Kim du Toit reports on a highly disturbing article today- the number of "farm murders" in South Africa is high, 1700 since the end of apartheid in 1994, making farmers and their families risk of murder ten times higher than any other group-the most dangerous non-military profession in the world. The police seem entirely disinterested in investigating. The Times piece is well worth reading.
The situation is not quite so bad as Zimbabwe yet. I've heard before from relatives who used to live in South Africa that there used to be quiet talk of mass revenge against the whites- once Nelson Mandela passes on. Those relatives have since moved elsewhere in the world.

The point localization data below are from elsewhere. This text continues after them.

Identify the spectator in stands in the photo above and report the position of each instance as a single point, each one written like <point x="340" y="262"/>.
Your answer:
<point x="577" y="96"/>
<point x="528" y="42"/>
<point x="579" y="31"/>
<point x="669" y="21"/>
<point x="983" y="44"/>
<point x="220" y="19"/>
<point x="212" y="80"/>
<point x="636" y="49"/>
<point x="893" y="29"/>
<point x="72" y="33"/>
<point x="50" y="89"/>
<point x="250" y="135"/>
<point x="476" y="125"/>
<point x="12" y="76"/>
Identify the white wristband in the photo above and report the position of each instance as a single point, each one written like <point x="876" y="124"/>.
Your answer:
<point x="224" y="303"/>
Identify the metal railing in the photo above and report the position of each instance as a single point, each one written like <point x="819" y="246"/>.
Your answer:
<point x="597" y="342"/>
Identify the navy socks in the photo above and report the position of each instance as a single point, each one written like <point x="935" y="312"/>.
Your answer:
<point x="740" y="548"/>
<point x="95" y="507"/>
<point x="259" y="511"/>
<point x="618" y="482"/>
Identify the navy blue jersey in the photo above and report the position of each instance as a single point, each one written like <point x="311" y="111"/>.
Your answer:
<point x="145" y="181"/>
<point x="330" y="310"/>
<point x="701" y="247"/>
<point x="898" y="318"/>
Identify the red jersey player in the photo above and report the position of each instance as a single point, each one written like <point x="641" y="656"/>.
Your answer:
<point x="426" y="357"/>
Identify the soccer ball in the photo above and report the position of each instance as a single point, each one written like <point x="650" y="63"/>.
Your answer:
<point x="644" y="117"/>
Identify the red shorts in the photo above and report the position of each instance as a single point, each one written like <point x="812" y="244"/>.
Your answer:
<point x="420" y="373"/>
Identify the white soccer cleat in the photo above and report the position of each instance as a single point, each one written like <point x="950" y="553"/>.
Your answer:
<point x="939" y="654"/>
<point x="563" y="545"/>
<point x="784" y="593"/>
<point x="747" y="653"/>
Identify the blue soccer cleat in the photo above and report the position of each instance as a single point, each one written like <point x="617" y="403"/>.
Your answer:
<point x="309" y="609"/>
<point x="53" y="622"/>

Zimbabwe’s cull of farmers can be repeated by default, as well as by design. There are signs of growing haste and impatience in land reform. New possibilities of legalised expropriation were opened on March 1. The deputy president, Phumzile Mlambo-Ngcuka, spoke at a recent conference in Pretoria. “We’ve got lessons to learn from Zimbabwe,” she said. “How to do it fast. We need a bit of oomph. So, we might want some skills exchange between us and Zimbabwe.” The remark was made with a smile, it was reported, and “to muted laughter”.
The world has thus far turned a blind eye to the ethnic cleansing of the whites in Zimbabwe. Will it do the same again if it happens in South Africa?